Le boyau se tendit et la station avala cet étrange équipage. Une quinzaine de minutes plus tard, le voyageur reçut l’autorisation d’amarrage. Il fut accueilli par deux jeunes gens. Le plus grand, Joachim, œil étincelant et sourire éclatant, lui souhaita la bienvenue. Victor était moins frais et dispos. Son tee-shirt d’où dépassait une grosse touffe de poils, maculé de transpiration, et ses cheveux plaqués aux tempes indiquaient qu’il sortait d’une séance sportive intense. Le voyageur n’en fut pas surpris. Les cosmonautes en apesanteur passaient le plus clair de leur temps à faire de la gymnastique. Le pilote se serait volontiers dégourdi les membres lui aussi, mais il fallait auparavant remplir les formalités. Elle furent longues car il voyageait seul, ce qui était contraire à tous les règlements et il fallut en faire la déclaration sur pas moins de cinq écrans successifs. Pour le reste, les données de bord indiquaient que l’appareil arrivait d’une base située dans le périmètre de Saturne, et avait fait une seule étape en route, sur un autre satellite artificiel. Pour clore la procédure, il apposa sa signature digitale d’une pression de l’index sur le lecteur d’empreintes et poussa un soupir de soulagement. Il ne souhaitait pas s’attarder, précisa-t-il, car sur Terre on attendait avec impatience les résultats de sa mission. Les cosmonautes orbitaux affichèrent une absence totale de curiosité sur la nature de celle-ci, et le voyageur ne manifesta aucune envie d’en dire plus. Malgré sa hâte, il accepta leur invitation à se détendre un moment, autant que faire se pouvait dans l’espace restreint et l’apesanteur du module.
Le voyageur regarda tout autour de lui :
– Vous n’êtes que deux ? s’étonna-t-il.
– Le troisième membre permanent de notre équipage est en permission sur Terre, répondit Victor en se passant la main dans les cheveux.
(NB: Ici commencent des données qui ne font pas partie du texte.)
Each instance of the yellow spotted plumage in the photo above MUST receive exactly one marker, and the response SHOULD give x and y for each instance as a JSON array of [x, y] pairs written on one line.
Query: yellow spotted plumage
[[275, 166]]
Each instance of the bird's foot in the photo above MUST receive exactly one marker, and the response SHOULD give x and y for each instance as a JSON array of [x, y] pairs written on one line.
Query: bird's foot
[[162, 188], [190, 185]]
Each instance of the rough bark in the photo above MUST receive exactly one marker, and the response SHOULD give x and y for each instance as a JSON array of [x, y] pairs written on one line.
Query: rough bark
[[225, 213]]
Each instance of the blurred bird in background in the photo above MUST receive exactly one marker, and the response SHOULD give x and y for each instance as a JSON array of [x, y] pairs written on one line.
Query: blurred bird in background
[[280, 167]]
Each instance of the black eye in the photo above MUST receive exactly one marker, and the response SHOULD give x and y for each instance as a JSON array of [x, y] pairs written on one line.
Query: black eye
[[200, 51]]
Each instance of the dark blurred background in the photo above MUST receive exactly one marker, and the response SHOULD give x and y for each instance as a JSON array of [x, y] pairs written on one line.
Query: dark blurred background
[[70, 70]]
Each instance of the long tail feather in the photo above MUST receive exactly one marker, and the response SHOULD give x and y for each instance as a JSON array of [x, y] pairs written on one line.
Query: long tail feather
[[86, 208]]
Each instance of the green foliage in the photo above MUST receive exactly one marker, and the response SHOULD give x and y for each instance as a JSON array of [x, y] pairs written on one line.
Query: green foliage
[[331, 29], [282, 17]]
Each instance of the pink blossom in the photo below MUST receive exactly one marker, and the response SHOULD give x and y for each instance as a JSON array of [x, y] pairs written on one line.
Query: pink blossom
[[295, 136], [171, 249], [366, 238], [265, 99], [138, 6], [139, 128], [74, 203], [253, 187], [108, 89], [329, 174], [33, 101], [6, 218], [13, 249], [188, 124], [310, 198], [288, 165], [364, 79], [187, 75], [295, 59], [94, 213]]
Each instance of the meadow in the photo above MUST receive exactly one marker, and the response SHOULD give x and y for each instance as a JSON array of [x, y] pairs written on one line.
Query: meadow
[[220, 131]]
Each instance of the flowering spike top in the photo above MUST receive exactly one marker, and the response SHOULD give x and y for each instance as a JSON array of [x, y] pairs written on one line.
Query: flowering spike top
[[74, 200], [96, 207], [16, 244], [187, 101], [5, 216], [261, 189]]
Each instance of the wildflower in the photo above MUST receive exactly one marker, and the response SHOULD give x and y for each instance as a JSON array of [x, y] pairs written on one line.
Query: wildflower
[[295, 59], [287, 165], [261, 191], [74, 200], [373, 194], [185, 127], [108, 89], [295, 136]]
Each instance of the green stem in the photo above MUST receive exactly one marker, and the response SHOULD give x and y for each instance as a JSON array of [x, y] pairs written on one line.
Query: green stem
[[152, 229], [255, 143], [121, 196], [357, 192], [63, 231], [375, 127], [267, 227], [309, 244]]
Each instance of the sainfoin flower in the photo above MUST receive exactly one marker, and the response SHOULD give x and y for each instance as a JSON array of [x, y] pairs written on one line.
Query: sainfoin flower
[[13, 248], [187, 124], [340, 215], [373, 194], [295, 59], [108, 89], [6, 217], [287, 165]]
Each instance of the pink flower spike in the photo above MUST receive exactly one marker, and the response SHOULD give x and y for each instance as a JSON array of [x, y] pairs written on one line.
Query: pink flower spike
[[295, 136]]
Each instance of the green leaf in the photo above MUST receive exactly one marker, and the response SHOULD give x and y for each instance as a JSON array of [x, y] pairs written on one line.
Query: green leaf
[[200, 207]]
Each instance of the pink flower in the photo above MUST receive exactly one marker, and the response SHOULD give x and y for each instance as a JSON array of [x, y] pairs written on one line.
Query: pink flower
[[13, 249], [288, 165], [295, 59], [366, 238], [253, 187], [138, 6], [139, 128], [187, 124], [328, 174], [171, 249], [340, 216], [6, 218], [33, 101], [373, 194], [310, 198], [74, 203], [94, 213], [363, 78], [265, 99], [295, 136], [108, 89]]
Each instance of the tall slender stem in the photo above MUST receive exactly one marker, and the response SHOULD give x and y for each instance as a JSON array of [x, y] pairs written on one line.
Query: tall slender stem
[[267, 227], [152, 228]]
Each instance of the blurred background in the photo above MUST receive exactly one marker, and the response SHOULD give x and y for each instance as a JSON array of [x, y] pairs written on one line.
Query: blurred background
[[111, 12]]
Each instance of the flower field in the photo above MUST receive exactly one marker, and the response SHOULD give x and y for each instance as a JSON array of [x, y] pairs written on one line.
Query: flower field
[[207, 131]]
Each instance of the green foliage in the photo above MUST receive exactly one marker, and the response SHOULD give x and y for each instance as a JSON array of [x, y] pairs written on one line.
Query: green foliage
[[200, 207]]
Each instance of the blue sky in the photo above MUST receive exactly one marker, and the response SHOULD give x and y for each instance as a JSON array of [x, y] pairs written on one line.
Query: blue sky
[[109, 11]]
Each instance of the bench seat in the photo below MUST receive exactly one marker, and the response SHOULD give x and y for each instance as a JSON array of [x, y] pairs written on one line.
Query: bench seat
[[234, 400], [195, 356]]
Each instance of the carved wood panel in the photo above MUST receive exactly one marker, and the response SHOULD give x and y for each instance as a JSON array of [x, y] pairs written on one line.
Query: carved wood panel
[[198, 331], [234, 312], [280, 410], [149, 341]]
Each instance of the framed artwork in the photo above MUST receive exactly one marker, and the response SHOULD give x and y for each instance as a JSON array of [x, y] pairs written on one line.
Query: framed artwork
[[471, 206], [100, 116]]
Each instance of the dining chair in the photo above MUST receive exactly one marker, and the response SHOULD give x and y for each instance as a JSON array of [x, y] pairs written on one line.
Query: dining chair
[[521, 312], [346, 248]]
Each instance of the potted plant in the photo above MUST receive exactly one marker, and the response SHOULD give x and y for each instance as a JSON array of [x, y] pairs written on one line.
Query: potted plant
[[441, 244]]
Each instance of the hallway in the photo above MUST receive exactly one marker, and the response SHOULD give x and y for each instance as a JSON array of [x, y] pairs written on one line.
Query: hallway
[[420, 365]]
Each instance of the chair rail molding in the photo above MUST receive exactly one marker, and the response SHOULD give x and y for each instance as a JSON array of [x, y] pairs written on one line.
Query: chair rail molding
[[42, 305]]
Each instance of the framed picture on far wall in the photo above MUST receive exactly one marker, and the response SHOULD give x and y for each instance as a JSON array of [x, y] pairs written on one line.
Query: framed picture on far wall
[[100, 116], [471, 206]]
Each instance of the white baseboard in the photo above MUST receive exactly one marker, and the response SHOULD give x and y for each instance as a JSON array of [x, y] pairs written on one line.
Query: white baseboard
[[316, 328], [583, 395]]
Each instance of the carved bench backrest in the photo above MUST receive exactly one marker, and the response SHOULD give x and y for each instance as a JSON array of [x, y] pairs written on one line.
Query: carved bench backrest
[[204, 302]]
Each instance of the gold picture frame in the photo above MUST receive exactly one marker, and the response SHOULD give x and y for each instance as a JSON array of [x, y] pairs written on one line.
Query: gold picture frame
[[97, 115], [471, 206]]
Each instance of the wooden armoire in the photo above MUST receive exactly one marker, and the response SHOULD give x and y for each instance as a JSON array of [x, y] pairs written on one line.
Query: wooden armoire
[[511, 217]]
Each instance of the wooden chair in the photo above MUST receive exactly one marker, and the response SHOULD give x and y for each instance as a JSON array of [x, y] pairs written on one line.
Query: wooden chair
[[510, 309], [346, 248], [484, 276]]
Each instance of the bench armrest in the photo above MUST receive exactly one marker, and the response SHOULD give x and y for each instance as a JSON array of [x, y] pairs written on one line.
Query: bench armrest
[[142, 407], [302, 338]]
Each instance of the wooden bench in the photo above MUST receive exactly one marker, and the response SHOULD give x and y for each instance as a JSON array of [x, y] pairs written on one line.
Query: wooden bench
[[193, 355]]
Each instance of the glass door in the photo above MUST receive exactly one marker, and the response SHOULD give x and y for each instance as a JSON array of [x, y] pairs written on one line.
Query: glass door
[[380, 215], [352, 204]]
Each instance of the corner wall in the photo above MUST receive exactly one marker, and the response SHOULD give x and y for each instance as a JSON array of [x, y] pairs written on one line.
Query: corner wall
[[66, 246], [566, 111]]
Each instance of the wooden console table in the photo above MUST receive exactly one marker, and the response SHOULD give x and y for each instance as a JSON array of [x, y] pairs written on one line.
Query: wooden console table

– Décidément, commenta le voyageur. Cela sembla le plonger dans un profond abattement, comme si l’absence de ce troisième homme rendait plus pesante sa propre solitude.
Victor ne s’estimait pas autorisé à dévoiler les « raisons familiales » de la permission de leur collègue Mircea, convoqué au tribunal car sa femme demandait le divorce pour « faute grave ». Censé rester absent dix jours, il n’était pas revenu depuis deux mois. Joachim et Victor n’avaient pas d’autre nouvellequ’un communiqué transmis par Houston à intervalles réguliers : « Permission renouvelée pour Mircea Strauss ».
La torpeur du visiteur fit place à une agitation soudaine. Ses yeux rougis se remirent à parcourir les parois du module, comme s’il cherchait une issue.
– Ça ne va pas ? demanda Joachim en posant sur lui un regard emprunt de sollicitude.
– Si, si, répondit-il d’une voix sombre et lasse qui démentait ses paroles. « Je crois que j’ai besoin d’un peu de repos. »
C’était classique chez les voyageurs de l’espace. Ils l’accompagnèrent à une cabine aveugle et vérifièrent qu’il était bien attaché dans son sac de couchage avant d’éteindre la lumière et de refermer la porte coulissante. Très vite s’éleva la régularité d’un ronflement.
– Je retournerais bien faire un tour en cosmocyclette, déclara aussitôt Joachim.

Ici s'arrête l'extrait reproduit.